The Professor Who Became a Cop

For as long as there have been police, there have been bestselling police biographies and autobiographies. In nineteenth-century Britain and France, bourgeois readers devoured police “memoirs” that peddled lurid glimpses into high-profile murders and tawdry street crimes alike. In the United States, readers thrilled to dime-novel sheriffs lassoing rustlers on the range and broadside exploits of Allan Pinkerton and his agents, women included, smashing conspiracies of anarchists, communists, and “Molly Maguires.” In the twentieth century, memoirs bylined by everyone from the FBI’s J. Edgar Hoover to the LAPD’s Daryl F. Gates sold widely and netted their authors serious money in the process. (Hoover laundered his royalties through a nonprofit and became rich.)

The reading public looked to these stories for an understanding of their changing world.
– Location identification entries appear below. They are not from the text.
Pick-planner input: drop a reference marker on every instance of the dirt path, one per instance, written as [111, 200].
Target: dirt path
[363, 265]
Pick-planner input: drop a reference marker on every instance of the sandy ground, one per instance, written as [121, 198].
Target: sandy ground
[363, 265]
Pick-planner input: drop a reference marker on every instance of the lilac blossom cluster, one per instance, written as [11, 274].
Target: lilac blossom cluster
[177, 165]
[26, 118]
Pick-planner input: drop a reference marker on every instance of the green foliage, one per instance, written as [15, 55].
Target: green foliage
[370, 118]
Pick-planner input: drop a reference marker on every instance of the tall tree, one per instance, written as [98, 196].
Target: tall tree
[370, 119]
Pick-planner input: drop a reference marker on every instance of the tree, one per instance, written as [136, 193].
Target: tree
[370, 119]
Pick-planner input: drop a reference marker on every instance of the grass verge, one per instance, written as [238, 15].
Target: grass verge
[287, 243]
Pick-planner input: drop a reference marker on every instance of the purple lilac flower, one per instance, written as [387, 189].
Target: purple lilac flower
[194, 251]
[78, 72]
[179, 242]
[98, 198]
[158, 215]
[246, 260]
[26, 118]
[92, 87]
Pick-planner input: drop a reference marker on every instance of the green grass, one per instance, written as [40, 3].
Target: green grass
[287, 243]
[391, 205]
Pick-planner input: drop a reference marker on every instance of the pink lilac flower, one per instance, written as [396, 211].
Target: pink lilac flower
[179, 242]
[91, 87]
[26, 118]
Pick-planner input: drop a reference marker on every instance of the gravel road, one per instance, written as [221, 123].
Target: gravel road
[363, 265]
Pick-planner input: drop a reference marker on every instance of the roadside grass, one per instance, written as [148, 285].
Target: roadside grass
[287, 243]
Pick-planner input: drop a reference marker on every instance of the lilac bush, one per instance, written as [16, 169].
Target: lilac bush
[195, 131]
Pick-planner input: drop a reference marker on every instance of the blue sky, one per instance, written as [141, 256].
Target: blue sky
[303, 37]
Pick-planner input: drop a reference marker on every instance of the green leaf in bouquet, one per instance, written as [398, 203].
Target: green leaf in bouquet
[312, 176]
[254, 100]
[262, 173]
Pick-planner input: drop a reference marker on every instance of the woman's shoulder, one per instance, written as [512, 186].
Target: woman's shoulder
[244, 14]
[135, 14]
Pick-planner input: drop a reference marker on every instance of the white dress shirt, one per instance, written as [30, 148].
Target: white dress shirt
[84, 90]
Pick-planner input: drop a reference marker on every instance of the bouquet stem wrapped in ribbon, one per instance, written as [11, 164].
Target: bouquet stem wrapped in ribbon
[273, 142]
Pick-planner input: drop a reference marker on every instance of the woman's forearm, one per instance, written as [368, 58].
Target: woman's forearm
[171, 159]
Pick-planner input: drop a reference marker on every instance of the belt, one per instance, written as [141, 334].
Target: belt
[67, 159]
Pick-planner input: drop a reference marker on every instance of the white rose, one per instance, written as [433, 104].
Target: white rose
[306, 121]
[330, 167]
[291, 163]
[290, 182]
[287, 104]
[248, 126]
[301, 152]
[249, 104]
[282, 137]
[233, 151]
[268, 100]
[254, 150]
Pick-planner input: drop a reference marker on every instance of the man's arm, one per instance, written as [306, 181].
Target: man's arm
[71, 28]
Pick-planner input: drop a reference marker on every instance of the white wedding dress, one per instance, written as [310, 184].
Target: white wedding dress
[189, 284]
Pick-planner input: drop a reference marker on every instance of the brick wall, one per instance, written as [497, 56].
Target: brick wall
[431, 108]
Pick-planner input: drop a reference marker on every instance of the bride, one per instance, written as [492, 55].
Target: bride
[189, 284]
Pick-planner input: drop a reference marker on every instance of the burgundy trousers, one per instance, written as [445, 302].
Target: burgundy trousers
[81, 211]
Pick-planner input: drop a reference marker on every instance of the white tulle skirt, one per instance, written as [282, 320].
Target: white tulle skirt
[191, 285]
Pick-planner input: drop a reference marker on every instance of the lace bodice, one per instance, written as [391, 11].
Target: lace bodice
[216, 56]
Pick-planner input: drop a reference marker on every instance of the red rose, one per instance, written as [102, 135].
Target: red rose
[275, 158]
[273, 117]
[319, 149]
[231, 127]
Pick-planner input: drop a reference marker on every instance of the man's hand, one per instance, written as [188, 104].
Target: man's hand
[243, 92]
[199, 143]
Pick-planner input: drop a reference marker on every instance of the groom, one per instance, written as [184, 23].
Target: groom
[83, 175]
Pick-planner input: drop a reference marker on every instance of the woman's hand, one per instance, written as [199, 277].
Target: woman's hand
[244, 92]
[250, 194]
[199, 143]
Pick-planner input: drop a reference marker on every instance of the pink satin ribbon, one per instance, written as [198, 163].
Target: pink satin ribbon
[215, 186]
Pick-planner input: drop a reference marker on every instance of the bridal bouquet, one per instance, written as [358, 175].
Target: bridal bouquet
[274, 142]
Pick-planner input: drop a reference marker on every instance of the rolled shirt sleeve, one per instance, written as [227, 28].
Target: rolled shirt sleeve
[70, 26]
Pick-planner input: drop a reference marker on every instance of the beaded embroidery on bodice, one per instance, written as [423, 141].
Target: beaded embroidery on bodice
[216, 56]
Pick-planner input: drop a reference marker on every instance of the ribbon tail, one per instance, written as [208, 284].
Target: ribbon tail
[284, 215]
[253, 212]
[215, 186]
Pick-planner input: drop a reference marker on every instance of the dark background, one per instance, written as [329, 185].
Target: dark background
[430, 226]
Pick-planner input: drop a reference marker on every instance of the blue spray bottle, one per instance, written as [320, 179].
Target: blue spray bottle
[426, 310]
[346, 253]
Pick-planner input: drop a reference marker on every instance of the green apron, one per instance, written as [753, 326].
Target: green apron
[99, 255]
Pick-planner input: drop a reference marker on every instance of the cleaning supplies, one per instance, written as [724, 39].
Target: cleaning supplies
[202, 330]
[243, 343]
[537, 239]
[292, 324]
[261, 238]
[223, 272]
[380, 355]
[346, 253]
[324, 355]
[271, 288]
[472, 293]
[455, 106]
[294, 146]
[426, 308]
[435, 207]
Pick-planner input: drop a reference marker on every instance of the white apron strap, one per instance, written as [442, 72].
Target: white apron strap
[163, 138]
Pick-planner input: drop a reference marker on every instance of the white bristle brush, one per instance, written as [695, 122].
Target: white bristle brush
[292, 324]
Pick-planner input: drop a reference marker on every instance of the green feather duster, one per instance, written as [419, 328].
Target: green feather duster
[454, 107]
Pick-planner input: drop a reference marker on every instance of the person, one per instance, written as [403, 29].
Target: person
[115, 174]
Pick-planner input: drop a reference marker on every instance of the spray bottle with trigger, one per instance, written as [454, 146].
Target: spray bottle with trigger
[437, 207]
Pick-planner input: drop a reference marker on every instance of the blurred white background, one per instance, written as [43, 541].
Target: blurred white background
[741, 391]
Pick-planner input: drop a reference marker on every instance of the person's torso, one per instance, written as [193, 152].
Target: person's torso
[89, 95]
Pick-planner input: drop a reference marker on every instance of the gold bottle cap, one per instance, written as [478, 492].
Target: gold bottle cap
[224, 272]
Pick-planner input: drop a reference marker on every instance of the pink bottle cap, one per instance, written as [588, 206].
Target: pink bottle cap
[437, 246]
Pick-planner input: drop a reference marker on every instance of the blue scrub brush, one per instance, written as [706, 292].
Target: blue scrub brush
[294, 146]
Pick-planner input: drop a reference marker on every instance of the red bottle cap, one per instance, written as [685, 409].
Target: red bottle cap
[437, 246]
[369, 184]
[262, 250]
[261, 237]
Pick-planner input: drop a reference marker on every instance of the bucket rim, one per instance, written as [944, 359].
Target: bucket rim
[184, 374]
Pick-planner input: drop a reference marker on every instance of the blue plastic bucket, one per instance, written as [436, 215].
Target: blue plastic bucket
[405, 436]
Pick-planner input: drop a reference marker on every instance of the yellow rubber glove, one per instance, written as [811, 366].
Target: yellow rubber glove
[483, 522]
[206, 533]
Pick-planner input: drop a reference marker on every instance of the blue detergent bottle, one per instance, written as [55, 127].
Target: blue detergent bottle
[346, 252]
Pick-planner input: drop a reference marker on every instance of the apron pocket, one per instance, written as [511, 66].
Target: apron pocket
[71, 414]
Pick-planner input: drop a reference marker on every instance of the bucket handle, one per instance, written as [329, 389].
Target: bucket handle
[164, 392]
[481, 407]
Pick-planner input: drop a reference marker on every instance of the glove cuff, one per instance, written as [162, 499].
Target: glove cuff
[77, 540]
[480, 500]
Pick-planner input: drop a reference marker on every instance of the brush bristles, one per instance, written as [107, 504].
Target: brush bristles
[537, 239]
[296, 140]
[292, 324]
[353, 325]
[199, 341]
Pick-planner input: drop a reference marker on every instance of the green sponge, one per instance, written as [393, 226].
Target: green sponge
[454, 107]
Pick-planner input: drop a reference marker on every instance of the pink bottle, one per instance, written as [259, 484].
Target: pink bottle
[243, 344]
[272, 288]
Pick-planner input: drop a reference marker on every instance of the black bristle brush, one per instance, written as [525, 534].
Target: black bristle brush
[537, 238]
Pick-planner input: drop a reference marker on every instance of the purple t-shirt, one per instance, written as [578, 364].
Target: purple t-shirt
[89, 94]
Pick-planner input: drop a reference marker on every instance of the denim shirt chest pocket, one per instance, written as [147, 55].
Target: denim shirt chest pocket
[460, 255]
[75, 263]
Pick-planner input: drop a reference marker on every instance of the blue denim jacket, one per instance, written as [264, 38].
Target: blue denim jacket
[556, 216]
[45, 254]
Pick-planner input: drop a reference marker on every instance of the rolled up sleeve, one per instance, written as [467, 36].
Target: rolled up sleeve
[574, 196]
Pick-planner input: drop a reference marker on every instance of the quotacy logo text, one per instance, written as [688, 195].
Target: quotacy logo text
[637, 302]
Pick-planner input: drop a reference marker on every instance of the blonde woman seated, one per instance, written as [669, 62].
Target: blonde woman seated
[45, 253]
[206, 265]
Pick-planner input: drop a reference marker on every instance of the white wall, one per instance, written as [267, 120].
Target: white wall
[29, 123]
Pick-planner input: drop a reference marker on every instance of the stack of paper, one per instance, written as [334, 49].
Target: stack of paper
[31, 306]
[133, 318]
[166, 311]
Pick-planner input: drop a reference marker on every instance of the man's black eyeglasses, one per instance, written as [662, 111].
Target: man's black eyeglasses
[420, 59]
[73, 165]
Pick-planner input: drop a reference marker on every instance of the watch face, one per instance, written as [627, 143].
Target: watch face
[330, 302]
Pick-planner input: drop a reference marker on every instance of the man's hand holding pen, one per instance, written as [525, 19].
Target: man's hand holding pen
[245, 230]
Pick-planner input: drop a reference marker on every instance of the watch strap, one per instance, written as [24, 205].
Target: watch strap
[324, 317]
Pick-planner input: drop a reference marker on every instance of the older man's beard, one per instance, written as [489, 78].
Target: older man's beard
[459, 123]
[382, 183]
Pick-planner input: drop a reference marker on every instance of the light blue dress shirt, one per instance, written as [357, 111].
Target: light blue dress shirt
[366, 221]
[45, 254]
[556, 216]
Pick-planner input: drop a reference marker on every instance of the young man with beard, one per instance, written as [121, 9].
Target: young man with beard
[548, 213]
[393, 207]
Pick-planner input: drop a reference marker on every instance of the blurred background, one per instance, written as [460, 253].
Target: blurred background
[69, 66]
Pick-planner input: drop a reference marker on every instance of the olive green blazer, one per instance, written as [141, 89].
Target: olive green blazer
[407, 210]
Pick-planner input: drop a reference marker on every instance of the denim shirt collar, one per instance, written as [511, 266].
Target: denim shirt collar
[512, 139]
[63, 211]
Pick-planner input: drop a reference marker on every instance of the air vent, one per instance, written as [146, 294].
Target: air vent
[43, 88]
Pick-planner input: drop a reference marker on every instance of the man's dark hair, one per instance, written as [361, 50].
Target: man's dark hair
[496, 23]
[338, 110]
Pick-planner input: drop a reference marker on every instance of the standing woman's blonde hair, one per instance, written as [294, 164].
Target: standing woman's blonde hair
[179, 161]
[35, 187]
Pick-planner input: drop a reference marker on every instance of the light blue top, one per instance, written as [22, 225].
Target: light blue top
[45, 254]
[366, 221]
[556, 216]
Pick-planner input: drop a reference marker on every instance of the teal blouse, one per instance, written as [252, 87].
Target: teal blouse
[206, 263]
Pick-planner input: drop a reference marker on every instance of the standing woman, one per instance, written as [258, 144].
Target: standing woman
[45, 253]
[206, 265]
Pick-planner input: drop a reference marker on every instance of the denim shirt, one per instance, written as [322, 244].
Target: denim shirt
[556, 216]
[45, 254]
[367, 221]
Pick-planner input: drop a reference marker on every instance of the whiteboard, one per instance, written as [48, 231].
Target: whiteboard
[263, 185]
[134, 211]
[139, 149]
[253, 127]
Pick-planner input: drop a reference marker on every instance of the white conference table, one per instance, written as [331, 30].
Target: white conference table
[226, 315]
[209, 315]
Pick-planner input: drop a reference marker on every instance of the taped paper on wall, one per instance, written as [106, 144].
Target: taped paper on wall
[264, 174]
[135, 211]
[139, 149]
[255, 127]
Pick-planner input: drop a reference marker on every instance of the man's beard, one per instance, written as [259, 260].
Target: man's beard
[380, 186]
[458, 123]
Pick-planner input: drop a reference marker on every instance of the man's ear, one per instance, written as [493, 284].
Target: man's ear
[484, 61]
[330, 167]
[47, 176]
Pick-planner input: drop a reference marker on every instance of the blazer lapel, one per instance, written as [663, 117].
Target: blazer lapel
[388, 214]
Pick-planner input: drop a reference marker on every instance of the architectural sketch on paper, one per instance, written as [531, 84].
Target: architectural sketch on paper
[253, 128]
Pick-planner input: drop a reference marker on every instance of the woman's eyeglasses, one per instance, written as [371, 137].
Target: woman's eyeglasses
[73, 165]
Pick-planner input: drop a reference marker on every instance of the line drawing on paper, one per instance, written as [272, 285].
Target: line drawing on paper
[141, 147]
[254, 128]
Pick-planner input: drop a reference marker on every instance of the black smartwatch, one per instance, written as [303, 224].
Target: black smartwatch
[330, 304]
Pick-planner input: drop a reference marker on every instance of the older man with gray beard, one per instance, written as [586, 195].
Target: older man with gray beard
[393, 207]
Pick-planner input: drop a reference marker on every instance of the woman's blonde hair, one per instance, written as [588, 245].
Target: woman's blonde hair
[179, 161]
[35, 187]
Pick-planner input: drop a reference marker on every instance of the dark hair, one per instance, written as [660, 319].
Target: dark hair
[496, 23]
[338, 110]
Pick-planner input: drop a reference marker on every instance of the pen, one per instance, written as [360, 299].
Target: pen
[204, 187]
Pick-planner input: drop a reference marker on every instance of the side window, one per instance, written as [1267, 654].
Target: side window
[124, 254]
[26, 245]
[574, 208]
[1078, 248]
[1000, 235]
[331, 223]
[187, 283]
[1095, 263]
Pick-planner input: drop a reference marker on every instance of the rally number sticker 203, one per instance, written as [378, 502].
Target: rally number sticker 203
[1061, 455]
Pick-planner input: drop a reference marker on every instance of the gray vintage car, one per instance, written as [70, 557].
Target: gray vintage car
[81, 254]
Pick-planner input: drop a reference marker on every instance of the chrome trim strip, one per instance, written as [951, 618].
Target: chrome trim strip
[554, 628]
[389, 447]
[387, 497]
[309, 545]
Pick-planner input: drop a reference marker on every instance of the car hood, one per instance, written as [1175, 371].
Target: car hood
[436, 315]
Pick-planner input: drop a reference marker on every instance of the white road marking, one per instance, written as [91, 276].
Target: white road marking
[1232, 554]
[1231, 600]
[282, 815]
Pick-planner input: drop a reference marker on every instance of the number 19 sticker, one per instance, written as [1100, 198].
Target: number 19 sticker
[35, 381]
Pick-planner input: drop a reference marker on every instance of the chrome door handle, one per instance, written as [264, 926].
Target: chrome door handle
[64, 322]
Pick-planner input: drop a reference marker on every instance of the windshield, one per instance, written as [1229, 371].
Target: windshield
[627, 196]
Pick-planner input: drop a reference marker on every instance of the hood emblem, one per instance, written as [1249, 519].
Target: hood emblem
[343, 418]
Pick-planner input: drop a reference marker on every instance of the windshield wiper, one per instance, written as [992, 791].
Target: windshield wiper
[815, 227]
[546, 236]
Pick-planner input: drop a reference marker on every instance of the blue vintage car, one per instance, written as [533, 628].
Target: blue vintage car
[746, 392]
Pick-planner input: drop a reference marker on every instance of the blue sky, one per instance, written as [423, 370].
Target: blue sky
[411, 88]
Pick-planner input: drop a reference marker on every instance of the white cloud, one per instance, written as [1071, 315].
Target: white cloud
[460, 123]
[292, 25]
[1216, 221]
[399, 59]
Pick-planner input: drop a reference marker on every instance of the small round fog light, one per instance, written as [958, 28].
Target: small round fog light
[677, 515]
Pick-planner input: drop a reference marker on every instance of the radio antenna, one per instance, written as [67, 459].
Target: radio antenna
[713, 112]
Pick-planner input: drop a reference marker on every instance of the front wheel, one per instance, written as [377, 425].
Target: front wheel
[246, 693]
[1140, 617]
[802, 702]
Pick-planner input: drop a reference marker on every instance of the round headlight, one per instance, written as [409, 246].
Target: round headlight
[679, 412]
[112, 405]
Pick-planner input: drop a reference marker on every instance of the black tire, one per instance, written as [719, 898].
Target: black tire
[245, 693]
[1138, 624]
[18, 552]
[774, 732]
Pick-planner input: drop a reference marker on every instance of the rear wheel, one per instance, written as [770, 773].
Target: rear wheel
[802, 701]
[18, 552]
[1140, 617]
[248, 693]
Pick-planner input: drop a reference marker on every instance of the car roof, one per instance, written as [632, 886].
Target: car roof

From the saloons of the lawless frontier, to the warrens of industrializing cities, to the vacant lots and housing projects of contemporary urban ghettos, cop memoirs have promised insight into their eras’ spaces of disorder, as well as vignettes—titillating, tragic, and comic—of the unruly persons who populate them. Cop memoirs also promise character studies of the people who patrol such dangerous zones, learn their ways, and presumably gain some portable wisdom about society and human nature in the process. The question “Who Watches the Watchers?” has an obvious answer insofar as everyone, it seems, wants to know what makes cops tick, and to see the world that they see.